41.     According to that case-law, judicial decisions may be excluded from the scope of the Brussels I Regulation owing either to the legal relationships between the parties to the action or to its subject-matter.  (37) In order to establish whether proceedings relate to civil and commercial matters, it is therefore necessary to identify the legal relationship between the parties to the dispute and to examine the basis and the detailed rules governing the bringing of the action.  (38) In the present case this means that the Brussels I Regulation is applicable, since both the legal relationship between the parties and the subject-matter of the dispute fall under civil law.
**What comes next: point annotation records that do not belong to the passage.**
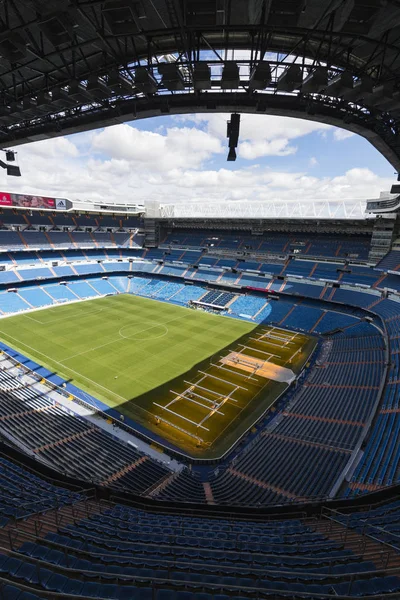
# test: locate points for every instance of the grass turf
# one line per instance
(142, 342)
(130, 352)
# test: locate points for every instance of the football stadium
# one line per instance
(199, 400)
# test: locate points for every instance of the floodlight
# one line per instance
(315, 81)
(230, 76)
(260, 76)
(291, 79)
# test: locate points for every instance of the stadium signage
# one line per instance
(27, 201)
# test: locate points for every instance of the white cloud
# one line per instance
(185, 163)
(260, 135)
(341, 134)
(178, 147)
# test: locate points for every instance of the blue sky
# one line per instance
(183, 158)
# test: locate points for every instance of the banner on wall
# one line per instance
(27, 201)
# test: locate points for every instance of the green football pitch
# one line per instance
(162, 365)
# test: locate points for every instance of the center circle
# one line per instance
(130, 332)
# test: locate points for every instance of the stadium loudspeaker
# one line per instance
(315, 81)
(290, 79)
(260, 76)
(231, 155)
(171, 77)
(201, 76)
(363, 89)
(13, 170)
(230, 76)
(145, 81)
(340, 84)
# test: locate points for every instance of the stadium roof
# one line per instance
(69, 67)
(270, 209)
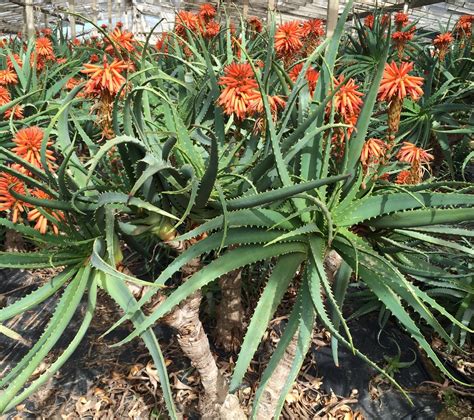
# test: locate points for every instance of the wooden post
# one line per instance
(245, 9)
(72, 18)
(29, 19)
(94, 11)
(270, 9)
(332, 15)
(109, 13)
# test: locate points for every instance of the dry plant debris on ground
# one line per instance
(123, 383)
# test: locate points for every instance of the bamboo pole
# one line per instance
(270, 9)
(109, 12)
(332, 15)
(29, 19)
(72, 18)
(94, 11)
(245, 9)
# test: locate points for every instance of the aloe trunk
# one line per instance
(230, 310)
(195, 345)
(215, 403)
(274, 387)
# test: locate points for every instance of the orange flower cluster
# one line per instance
(239, 84)
(347, 100)
(463, 26)
(397, 82)
(35, 215)
(105, 82)
(8, 202)
(105, 78)
(162, 42)
(295, 39)
(442, 43)
(8, 77)
(396, 85)
(401, 20)
(255, 24)
(28, 146)
(369, 21)
(44, 53)
(241, 97)
(418, 159)
(16, 59)
(401, 38)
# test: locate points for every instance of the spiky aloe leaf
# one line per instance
(68, 351)
(213, 242)
(39, 295)
(67, 305)
(375, 271)
(231, 260)
(124, 298)
(426, 217)
(378, 205)
(277, 284)
(313, 275)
1.     Nature of the legal relationship

42.     It is true that a public authority is a party to the proceedings before the High Court of Justice, but this alone does not automatically preclude the application of the Brussels I Regulation. In principle, proceedings between a public authority and a private person may also fall within the scope of the regulation.  (39) The crucial factor is rather whether, in the dispute in question, the public authority is acting in the exercise of its public powers;  (40) that is not the case as regards the proceedings before the High Court of Justice.

43.     First, the authority’s action has not been brought against the tax debtor but a third party. Moreover, Sunico ApS and the other defendants are all established or resident in Denmark and are not liable for value added tax in the United Kingdom, so that there is no direct legal relationship in the exercise of public powers between them and HMRC.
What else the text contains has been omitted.